Eric Verhaeghe : On peut en effet considérer que le libéralisme en France (mais pas qu'en France d'ailleurs) est une notion galvaudée, ou dont la définition comporte un biais très important. Le libéralisme français exprime la conception superstructurelle du capitalisme de connivence en vigueur dans notre pays. Celui-ci repose sur un deux poids deux mesures fondamental. 

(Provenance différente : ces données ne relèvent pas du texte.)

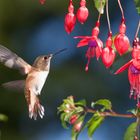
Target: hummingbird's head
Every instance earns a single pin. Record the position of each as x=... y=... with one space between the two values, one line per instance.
x=43 y=62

D'une part, les entreprises capitalisées, spécialement celles qui sont intégrées aux noyaux durs ou qui en sont directement dépendantes, bénéficient d'une protection réglementaire forte. Ces entreprises n'hésitent d'ailleurs pas à "renvoyer l'ascenseur" à l'Etat en lui prêtant main forte lorsqu'il s'agit de réglementer ou de légiférer. Un exemple marquant de cette assistance a été donné par l'institut Montaigne qui a apporté des idées à l'Etat pour réglementer en matière de lutte contre les discriminations dans les recrutements. C'est un exemple parmi d'autres, mais qui montre comment ces entreprises utilisent largement l'Etat comme un levier de puissance et un instrument de domination.

D'autre part, les entreprises non capitalisées ou sous-capitalisées sont pour leur part soumises à cette multiplicité de règles, de normes établies pour servir les noyaux durs. Dans ces entreprises-là, l'expérience du "libéralisme" en vigueur en France est rude, puisqu'elle consiste essentiellement à "subir" des distorsions de concurrence introduites par l'Etat.

Dans cette superstructure, quelle peut être la part de l'individu dans le management ? Il faut comprendre que l'initiative individuelle est source de perturbation dans l'économie générale du "libéralisme français", puisqu'elle est porteuse de menace pour l'équilibre global des noyaux durs. Beaucoup d'entreprises vivent donc dans cette situation paradoxale où elles ont besoin d'une main-d'oeuvre autonome et capable d'initiative, mais où elles savent que cette autonomie doit être mise sous contrôle pour juguler les risques de déséquilibres dans le système économique.

Quelles différences peut-on pointer entre le modèle français et le modèle anglo-saxon ? La culture économique et entrepreneuriale de la France est-elle compatible avec un libéralisme non encadré ?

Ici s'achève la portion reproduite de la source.